Yes, there is child support, and - as one lawyer reminded me is THOUSANDS of dollars, which, for a primary parent of a young kid, is something - but it’s the same kind of not enough you’ve been getting all along.
Let’s talk, then, in detail about marriage, which is, of course, more than just technical. I do not do the many things a married woman is expected to do. I do not cook my partner dinner. I do not cook him dinner for a variety of reason including 1) I am not a good cook 2) My kid eats at 5pm and I already cook her dinner 3) He’s a vegetarian who also eats fish and I am carnivorous 4) but perhaps the most important point of all is that I DO NOT WANT TO DO THE WIFE STUFF! Wife stuff, to me, is the unpaid, invisible emotional labor that sucks all who sign up for the job into unfairly balanced dynamics in which they don’t leave, even if they HAVE full spousal support, because WHAT WOULD THEIR PARTNER DO WITHOUT DINNER?
I’m fine, however, with the mom stuff. I still do all the child care that’s unseen and unpaid: all the drop-offs and picks-up and relating about school. All the doctors and dentists and discussion about the body. All the playdates and library trips and convos with moms. All the vacation planning and all the holiday planning and all the future wishing, about how and what our lives could look like if it looked its full best. All the emotional work to grow and form somewhat healthy relationships with our past so that someone can be present. In short, I still do a whole lot of the women’s work and it’s work that I love! I just, for now and forever hold my peace, draw the line at dinner.

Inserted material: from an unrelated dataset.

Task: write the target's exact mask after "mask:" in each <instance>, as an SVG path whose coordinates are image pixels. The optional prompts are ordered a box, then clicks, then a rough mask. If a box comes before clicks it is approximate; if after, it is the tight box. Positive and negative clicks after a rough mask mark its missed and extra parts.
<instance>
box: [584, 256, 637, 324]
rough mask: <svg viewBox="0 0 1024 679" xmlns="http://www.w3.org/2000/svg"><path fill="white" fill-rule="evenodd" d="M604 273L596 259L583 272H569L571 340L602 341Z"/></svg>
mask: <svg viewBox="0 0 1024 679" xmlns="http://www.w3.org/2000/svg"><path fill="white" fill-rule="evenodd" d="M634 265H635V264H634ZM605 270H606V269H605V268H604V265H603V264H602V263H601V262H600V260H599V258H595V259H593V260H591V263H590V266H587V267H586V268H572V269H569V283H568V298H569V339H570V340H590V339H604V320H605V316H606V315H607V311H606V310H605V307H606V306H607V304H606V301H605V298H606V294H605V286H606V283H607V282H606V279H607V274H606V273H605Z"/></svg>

Oh, and also, I do not engage in long impossible conversations about Work. Conversations about how the man is so bad that we can’t possibly go back, even though we need health insurance and besides, it’s not such a bad place to go. The man gives you lunch, and money for fitness and a future savings and all that’s not bad. I know, I know, it’s a part of the deal. It’s just, and I hate that I think this: it sounds a WHOLE HELL OF A LOT EASIER.
So what does any of this have to do with Art, you might ask, at this point in the newsletter? I’m just going to go out on a limb here and say that I can’t be a mom, and an artist, and wife, at least not all at once, and once I became a mom, I didn’t want to be anything else first. But what I want to be second is a person who writes, and while I think you can be a mom and a writer, a mom and a wife, a wife and an artist, or any combination of 2/3, I do not think that 3/3 physically possible. I DO think, however, that you can be a parent, a partner, and a person with dreams and I think THAT is being done by many people, but more likely by men? But, dear friends, please prove me wrong. I am open! I am willing! I am ready to learn. Just please, dear God, don’t send me recipes.